Mariano Rajoy Still Trying to Justify Failed Austerity in End-of-Year Address

 

Rajoy continued to prove he doesn't know what he's doing in his year end address -- copyright Partido Popular de Melilla, Creative Commons
Rajoy continued to prove he doesn’t know what he’s doing in his year end address — copyright Partido Popular de Melilla, Creative Commons

 

If it wasn’t so incredibly tragic for the country its affecting, Spain, you’d have to laugh at Spanish Prime Minister Mariano Rajoy’s efforts to continue to justify his party’s austerity measures in his end-0f-year address yesterday. Austerity measures that the majority of people in Spain can see are simply not working.Rajoy even asked Spaniards for their “comprehension and solidarity” while his party continues to push their failed vision of austerity down the throats of everyone in Spain — a bold move considering the majority of Spaniards no longer support him.

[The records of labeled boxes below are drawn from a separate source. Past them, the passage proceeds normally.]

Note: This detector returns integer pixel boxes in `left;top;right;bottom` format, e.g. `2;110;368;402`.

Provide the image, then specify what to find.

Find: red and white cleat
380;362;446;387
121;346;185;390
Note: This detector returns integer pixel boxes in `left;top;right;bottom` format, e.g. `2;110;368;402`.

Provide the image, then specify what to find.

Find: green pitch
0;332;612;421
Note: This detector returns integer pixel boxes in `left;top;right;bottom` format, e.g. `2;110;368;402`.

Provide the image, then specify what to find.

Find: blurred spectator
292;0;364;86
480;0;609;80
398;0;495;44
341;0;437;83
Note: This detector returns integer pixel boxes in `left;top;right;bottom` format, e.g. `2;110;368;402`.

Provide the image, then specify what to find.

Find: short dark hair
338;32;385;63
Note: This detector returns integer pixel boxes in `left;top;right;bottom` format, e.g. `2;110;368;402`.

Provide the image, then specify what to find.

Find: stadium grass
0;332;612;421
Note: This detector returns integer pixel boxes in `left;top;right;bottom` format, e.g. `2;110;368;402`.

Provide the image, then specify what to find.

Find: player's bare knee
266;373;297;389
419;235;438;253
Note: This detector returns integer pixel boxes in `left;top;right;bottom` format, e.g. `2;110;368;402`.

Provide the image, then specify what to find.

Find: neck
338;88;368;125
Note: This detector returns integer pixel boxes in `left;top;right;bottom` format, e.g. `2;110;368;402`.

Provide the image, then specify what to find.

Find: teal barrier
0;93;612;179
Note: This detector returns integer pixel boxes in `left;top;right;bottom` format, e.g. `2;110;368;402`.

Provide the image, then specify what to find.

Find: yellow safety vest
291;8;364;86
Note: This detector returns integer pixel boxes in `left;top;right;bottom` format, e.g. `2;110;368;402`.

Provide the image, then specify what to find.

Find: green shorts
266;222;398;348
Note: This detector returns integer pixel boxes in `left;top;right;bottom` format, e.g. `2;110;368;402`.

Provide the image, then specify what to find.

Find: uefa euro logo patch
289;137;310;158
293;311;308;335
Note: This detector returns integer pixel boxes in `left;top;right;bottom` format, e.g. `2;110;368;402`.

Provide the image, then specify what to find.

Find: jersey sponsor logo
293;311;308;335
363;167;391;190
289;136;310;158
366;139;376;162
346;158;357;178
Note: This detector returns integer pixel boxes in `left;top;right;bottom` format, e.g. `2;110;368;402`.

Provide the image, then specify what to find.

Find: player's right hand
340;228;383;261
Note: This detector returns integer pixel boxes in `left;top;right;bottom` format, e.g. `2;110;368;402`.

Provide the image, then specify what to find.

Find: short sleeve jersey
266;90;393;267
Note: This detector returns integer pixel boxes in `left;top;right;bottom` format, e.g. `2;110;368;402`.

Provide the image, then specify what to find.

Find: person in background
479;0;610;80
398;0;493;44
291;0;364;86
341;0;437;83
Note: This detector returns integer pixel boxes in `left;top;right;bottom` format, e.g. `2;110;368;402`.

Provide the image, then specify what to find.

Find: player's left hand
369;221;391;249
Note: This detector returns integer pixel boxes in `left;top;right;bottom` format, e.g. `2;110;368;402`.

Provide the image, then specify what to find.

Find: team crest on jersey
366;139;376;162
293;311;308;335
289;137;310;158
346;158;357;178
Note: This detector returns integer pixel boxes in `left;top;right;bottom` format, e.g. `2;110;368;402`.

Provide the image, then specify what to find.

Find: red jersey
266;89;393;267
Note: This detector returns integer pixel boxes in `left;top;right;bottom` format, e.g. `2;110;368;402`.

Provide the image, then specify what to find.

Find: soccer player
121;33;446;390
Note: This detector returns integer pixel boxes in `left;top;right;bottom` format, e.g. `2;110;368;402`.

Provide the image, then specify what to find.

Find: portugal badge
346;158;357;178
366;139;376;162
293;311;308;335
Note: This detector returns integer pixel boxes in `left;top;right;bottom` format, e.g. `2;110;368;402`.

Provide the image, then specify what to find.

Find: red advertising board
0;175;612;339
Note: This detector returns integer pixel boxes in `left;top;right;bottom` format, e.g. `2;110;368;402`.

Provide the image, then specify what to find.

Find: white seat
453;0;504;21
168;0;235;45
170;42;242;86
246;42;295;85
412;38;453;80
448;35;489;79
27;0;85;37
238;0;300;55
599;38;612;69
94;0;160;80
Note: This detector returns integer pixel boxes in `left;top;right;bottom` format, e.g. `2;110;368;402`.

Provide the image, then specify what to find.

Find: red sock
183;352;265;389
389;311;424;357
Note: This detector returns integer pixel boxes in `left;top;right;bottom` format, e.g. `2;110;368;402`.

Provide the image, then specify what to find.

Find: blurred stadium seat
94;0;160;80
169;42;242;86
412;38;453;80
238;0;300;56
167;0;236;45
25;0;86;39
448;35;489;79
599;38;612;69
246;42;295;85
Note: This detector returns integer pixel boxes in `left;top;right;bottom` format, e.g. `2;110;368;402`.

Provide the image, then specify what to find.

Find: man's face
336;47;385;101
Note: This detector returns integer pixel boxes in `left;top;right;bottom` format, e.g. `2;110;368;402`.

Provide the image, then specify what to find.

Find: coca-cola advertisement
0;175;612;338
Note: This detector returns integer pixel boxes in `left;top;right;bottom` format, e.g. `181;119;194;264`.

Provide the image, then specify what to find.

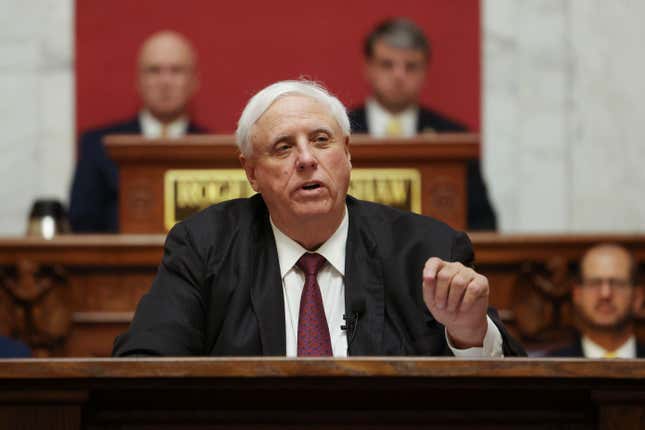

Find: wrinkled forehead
251;93;342;142
139;36;195;67
581;248;631;278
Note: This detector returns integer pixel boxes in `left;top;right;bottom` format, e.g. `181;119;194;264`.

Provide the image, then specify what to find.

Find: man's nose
600;279;613;297
393;64;406;79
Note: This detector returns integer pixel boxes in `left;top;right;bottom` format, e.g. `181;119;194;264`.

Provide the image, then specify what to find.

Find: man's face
573;248;642;331
139;34;197;122
365;40;427;113
241;95;351;227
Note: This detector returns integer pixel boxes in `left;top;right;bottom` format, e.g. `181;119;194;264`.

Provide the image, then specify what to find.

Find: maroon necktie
296;253;333;357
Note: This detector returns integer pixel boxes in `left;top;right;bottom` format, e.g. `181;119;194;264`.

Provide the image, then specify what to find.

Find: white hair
235;80;351;156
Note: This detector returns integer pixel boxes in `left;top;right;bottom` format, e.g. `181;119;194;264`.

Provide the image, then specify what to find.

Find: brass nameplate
164;168;421;230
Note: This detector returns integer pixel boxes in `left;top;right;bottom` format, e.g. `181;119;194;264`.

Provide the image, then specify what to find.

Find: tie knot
296;252;327;276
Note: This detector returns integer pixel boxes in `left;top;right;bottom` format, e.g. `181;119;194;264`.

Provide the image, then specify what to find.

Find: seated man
113;81;523;357
69;31;203;233
0;335;31;358
547;245;645;358
349;19;497;230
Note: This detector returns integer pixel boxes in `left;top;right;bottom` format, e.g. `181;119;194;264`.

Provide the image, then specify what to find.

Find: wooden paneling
0;357;645;430
105;133;479;233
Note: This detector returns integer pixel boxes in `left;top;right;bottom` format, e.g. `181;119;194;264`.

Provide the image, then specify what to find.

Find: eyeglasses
582;278;632;291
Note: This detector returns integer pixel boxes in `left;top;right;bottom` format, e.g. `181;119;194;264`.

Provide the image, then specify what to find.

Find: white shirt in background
139;110;188;139
365;98;419;137
582;336;636;358
270;207;503;357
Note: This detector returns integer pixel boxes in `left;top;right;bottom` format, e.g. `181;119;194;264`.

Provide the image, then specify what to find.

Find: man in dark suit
547;244;645;358
113;81;523;357
349;19;497;230
0;336;31;358
69;31;203;233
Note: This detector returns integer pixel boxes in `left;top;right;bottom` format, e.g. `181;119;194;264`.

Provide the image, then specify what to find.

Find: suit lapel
246;210;287;356
345;198;385;356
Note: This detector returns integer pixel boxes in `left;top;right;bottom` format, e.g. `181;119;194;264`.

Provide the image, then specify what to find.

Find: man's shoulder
81;117;141;145
83;117;141;135
171;194;268;237
545;337;584;358
418;106;468;132
347;105;367;133
347;196;458;236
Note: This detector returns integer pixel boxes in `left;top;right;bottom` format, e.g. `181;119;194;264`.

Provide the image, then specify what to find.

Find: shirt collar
582;336;636;358
269;206;349;278
139;109;188;139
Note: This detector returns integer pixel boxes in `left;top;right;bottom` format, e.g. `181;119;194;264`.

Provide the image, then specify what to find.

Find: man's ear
238;154;260;193
571;281;583;305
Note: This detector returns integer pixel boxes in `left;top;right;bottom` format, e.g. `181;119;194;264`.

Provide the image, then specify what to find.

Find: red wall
76;0;480;133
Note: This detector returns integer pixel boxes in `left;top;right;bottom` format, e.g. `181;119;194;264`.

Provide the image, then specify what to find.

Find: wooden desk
0;233;645;357
0;358;645;430
105;133;479;233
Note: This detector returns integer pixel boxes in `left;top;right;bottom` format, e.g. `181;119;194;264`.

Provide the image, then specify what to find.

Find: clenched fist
423;257;489;349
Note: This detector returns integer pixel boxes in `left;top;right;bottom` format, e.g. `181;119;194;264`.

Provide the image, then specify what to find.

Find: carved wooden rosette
0;260;72;357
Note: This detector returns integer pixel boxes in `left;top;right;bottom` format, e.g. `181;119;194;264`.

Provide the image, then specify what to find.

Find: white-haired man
113;81;523;356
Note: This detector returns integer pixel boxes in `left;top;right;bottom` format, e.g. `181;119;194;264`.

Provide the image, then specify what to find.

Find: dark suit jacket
69;117;204;233
0;336;31;358
546;336;645;358
349;106;497;230
113;195;524;356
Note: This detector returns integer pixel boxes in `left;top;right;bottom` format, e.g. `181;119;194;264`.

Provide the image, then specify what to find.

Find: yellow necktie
385;116;403;137
160;124;168;139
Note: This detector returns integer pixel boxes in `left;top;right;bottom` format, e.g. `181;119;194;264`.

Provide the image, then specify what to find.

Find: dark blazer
349;106;497;230
0;336;31;358
546;336;645;358
113;195;524;356
69;117;204;233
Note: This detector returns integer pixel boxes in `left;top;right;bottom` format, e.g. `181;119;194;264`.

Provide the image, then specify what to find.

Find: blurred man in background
69;31;204;233
549;244;645;358
349;18;497;230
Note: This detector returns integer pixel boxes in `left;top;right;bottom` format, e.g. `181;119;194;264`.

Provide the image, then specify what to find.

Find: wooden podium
0;358;645;430
105;133;479;233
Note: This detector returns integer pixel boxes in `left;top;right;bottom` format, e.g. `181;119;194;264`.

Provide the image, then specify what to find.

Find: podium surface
0;358;645;429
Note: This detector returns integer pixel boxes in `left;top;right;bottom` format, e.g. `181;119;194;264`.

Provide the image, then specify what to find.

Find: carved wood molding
0;259;72;357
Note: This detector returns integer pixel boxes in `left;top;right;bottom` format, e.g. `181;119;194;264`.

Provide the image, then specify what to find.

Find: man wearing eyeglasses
549;244;645;358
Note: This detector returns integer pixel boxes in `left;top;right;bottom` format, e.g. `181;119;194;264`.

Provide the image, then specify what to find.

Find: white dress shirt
271;207;503;357
365;98;419;137
582;336;636;358
139;110;188;139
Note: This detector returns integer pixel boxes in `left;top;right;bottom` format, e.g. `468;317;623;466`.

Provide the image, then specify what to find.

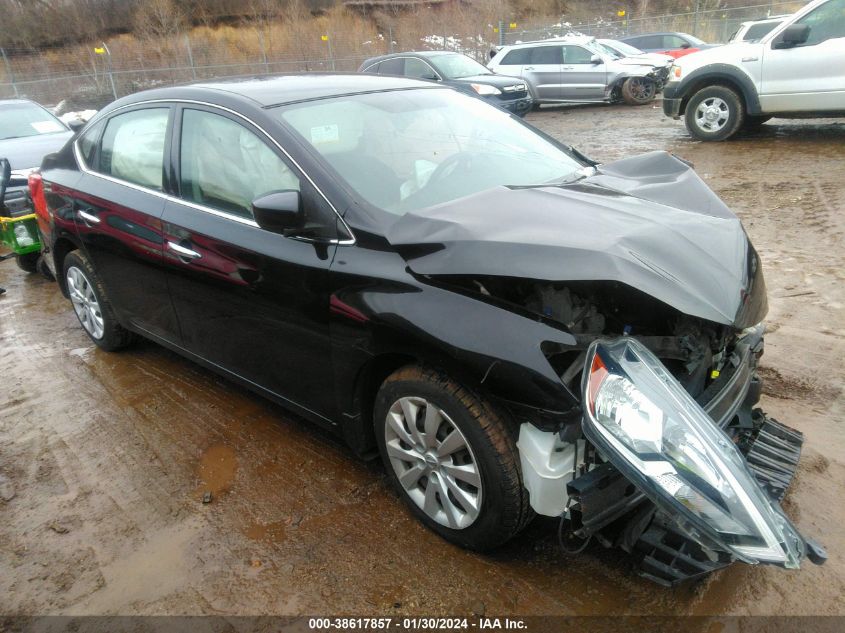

With less than 25 percent of Spaniards now supporting him, and 25 percent of Spaniards still unemployed (50 percent of those under the age of 28), Rajoy even had the audacity to say that, without his center-right Popular Party reforms, the situation in Spain would be even worse. “Intolerable” is what he said. That there is no evidence for that, and that the reverse is likely true,  is something he simply ignored.

Rajoy also told reporters attending his year-end address at his La Moncloa residence yesterday that he and his party had no plans to change the deficit objectives they have given to each of Spain’s regions no matter how much the regions beg. With almost every region stating they cannot function or survive with these extreme measures in place and all the financial cuts to regional services Rajoy has requested, all Rajoy had to say to that was……..nothing.

All we can say at Seriously Spain is let’s hope 2013 brings Spain something better, and someone better than Mariano Rajoy.

A prime minister who, in the year he has been in office, has done nothing but push Spain further into the financial abyss it’s careening down. After all, even though Rajoy seemed to think all it would take was a conservative government in power in the country for world markets to have more confidence in Spain, confidence they had supposedly lost under the former socialist government, the reality is it takes much more than that.

It takes a prime minister who understands basic economic facts and realities, and who understands that austerity simply doesn’t work and hasn’t worked anywhere. It takes a prime minister that listens to others. And it takes a prime minister that refuses to be bullied by Germany’s Angela Merkel and her ilk.

Mariano Rajoy is not that man, and his end-of-the-year address yesterday proved it.